Isaiah, un anno di età, ha annaspato per più di sette ore in braccio a suo padre, dopo che gli è stato tolto il respiratore artificiale. Charlie Gard per morire ha invece impiegato "solo" dodici minuti, una volta sospesa la ventilazione, spalancando gli occhi alla fine come per un ultimo sguardo ai suoi genitori, che lo hanno raccontato. Alfie Evans è sopravvissuto cinque giorni al distacco del ventilatore, anche grazie alla respirazione bocca a bocca di papà Thomas e mamma Kate nella prima notte dopo il distacco, e all’ossigeno poi, dato con mascherine letteralmente gettate a suo padre dai suoi sostenitori, che solo lanciandole in aria hanno potuto superare lo schieramento della polizia davanti alla terapia intensiva dove Alfie era ricoverato. Di Inés abbiamo già detto: 40 ore e otto poliziotti.

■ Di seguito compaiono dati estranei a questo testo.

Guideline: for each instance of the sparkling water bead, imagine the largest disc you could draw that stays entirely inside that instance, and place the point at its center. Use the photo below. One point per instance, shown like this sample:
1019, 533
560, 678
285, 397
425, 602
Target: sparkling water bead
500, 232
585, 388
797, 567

Dal protocollo diffuso da Thomas Evans, usato probabilmente anche per gli altri due piccoli inglesi, sappiamo che prima vengono somministrati sedativi, dopo si staccano tutti i monitoraggi, e infine si sospendono i sostegni vitali. Poi si osserva cosa succede.
In altre parole, non si vuole sapere cosa accade, clinicamente, a coloro cui si stacca il ventilatore: il ritmo cardiaco, la respirazione, e tutti quei parametri solitamente sotto controllo in terapia intensiva. Quella persona deve morire, non è previsto altro. E se la morte non arriva subito? È sufficiente aspettare.

Una morte "dignitosa"?


Ma è etico tutto ciò? Lo chiediamo innanzitutto a chi è convinto che per questi minori fosse meglio morire: di quali protocolli medici stiamo parlando?
Faticare a respirare per ore, magari con brevi interruzioni dovute alla respirazione bocca a bocca fatta dai genitori, è forse una morte dignitosa? I medici in questi casi mettono in conto che l’agonia possa durare a lungo? E quando una persona non muore subito, una volta sospesa la ventilazione meccanica, è considerata la possibilità di una diagnosi sbagliata circa la respirazione autonoma della persona? Si può reputare tutto questo un modo per evitare la sofferenza? Sofferenza dei bambini, ma anche dei genitori? È tollerabile invocare l’intervento della polizia per tenere sotto controllo i genitori, mentre se ne lasciano morire i figli?
Insomma: anche chi pensa che il miglior interesse sia morire ritiene veramente che il miglior interesse di questi bambini sia morire in questo modo? Non siamo forse davanti a un particolare surplus di inumanità? Oppure: chi approva questi percorsi, non dovrebbe togliere anche l’ultimo velo di ipocrisia e cercare la morte più veloce e indolore possibile, parlando apertamente di eutanasia pediatrica?